Calculating Moving Averages with T-SQL

  • I was wondering why you haven't used the CROSS APPLY operator for the first query (see below), any special reason for that?

    SELECT a.quote_date

    , a.close_price

    , dat.[20_day_sma]

    FROM #google_stock a

    CROSS APPLY (

    SELECT AVG(b.close_price) [20_day_sma]

    FROM #google_stock b

    WHERE DateDiff(d, a.quote_date, b.quote_date) BETWEEN -20 AND 0) dat

    ORDER BY a.quote_date

  • Chris Morris-439714 (3/4/2010)


    Gabriel P (3/3/2010)


    Comments posted to this topic are about the item <A HREF="/articles/Moving+Average/69389/">Calculating Moving Averages with T-SQL</A>

    Excellent article, Gabriel. I reckon it's time to start messing with those pesky CTE's again.

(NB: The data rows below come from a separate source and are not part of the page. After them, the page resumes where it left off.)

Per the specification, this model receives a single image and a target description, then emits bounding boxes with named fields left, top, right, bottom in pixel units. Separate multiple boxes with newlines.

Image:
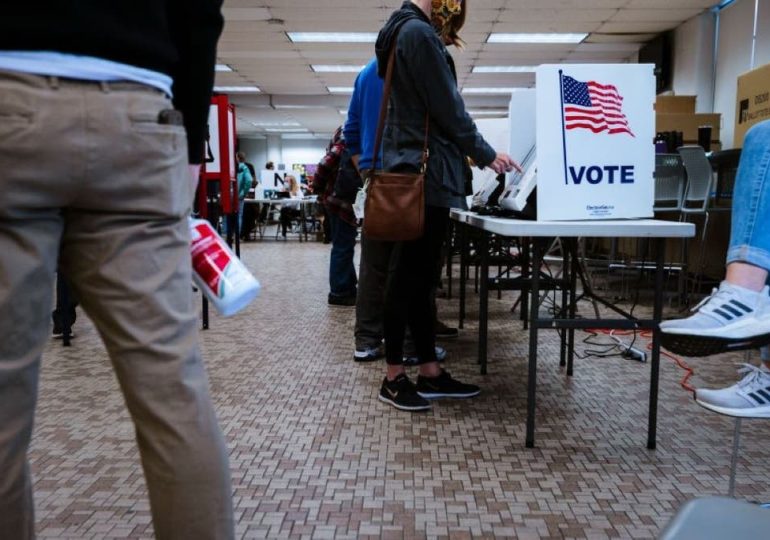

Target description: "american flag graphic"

left=562, top=75, right=634, bottom=137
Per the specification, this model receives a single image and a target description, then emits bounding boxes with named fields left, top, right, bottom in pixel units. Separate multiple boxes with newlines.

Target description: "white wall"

left=672, top=12, right=716, bottom=112
left=238, top=137, right=328, bottom=170
left=673, top=0, right=770, bottom=148
left=714, top=0, right=756, bottom=148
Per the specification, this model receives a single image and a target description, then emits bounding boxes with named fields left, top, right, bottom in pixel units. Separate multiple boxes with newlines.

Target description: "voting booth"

left=536, top=64, right=655, bottom=220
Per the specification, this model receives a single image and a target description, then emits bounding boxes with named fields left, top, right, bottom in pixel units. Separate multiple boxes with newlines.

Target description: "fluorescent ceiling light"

left=214, top=86, right=261, bottom=93
left=473, top=66, right=537, bottom=73
left=487, top=33, right=588, bottom=43
left=327, top=86, right=353, bottom=94
left=311, top=64, right=364, bottom=73
left=251, top=122, right=302, bottom=127
left=463, top=86, right=521, bottom=94
left=265, top=128, right=308, bottom=133
left=286, top=32, right=377, bottom=43
left=468, top=109, right=508, bottom=116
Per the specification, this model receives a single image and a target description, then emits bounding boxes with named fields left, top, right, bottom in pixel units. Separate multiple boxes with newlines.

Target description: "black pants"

left=384, top=206, right=449, bottom=365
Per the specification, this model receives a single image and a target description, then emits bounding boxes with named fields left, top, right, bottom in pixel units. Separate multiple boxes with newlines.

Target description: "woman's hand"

left=489, top=152, right=524, bottom=174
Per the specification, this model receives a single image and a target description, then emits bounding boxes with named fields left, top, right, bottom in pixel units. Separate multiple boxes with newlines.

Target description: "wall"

left=672, top=12, right=716, bottom=112
left=714, top=0, right=770, bottom=148
left=238, top=137, right=328, bottom=170
left=673, top=0, right=770, bottom=148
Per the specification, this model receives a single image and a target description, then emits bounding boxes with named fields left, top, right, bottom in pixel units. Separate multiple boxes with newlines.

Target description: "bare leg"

left=725, top=261, right=767, bottom=292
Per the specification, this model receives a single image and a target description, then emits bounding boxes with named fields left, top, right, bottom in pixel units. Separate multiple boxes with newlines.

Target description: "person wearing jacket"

left=0, top=0, right=234, bottom=540
left=375, top=0, right=518, bottom=411
left=235, top=152, right=254, bottom=238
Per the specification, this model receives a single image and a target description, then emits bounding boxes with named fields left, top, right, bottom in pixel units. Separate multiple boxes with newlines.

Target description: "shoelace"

left=736, top=364, right=770, bottom=388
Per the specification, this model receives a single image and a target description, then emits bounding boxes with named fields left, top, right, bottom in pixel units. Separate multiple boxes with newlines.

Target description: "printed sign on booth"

left=537, top=64, right=655, bottom=220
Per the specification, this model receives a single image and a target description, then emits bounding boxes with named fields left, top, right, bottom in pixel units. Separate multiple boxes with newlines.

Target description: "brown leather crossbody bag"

left=364, top=44, right=430, bottom=242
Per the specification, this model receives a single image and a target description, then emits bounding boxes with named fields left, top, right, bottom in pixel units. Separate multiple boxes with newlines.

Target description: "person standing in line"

left=281, top=174, right=303, bottom=240
left=313, top=127, right=358, bottom=306
left=660, top=120, right=770, bottom=418
left=0, top=0, right=234, bottom=540
left=375, top=0, right=519, bottom=411
left=235, top=152, right=254, bottom=238
left=343, top=57, right=457, bottom=364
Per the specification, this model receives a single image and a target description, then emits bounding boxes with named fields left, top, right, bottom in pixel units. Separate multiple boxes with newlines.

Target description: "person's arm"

left=168, top=0, right=224, bottom=165
left=396, top=24, right=508, bottom=168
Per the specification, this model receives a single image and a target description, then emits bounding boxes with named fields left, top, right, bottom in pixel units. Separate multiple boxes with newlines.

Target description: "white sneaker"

left=353, top=347, right=383, bottom=362
left=660, top=281, right=770, bottom=356
left=695, top=364, right=770, bottom=418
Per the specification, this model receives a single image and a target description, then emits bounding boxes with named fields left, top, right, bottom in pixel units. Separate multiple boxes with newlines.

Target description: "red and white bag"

left=190, top=218, right=260, bottom=317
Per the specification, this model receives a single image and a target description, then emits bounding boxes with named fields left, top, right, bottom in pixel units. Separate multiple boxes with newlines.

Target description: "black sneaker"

left=329, top=293, right=356, bottom=307
left=417, top=370, right=481, bottom=399
left=436, top=321, right=460, bottom=339
left=353, top=347, right=383, bottom=362
left=378, top=373, right=430, bottom=412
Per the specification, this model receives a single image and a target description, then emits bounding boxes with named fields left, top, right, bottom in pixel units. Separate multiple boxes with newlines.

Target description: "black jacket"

left=376, top=0, right=495, bottom=207
left=0, top=0, right=224, bottom=163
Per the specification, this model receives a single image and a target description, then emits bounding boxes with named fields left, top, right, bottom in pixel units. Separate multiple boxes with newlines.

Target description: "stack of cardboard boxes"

left=733, top=64, right=770, bottom=148
left=655, top=96, right=722, bottom=151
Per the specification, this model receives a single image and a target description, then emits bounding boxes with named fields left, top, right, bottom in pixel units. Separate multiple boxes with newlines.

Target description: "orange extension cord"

left=586, top=328, right=695, bottom=396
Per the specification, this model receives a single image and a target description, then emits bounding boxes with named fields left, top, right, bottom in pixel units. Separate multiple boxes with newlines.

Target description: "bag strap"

left=369, top=40, right=430, bottom=178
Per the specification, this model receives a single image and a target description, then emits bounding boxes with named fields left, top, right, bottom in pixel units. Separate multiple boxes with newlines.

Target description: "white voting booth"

left=536, top=64, right=655, bottom=221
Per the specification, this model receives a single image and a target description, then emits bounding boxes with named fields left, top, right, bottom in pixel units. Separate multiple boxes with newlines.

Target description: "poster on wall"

    << and therefore isn't a good indicator of what the immediate future might hold. >>

    Have a word with Gail about DBCC TIMEWARP, without too much effort you should get the last ten days and the next ten days.

    Bwahahaha

    Great one Chris.

    Jason...AKA CirqueDeSQLeil
    _______________________________________________
    I have given a name to my pain...MCM SQL Server, MVP
    SQL RNNR
    Posting Performance Based Questions - Gail Shaw[/url]
    Learn Extended Events

  • Nice article and well presented.

    Jason...AKA CirqueDeSQLeil
    _______________________________________________
    I have given a name to my pain...MCM SQL Server, MVP
    SQL RNNR
    Posting Performance Based Questions - Gail Shaw[/url]
    Learn Extended Events

  • A very nice read. One more step: as we need running totals every time, why not precalculate and store them - that will speed it up even further. And we can use constraints to guarantee that running totals are correct. I described it here a while ago.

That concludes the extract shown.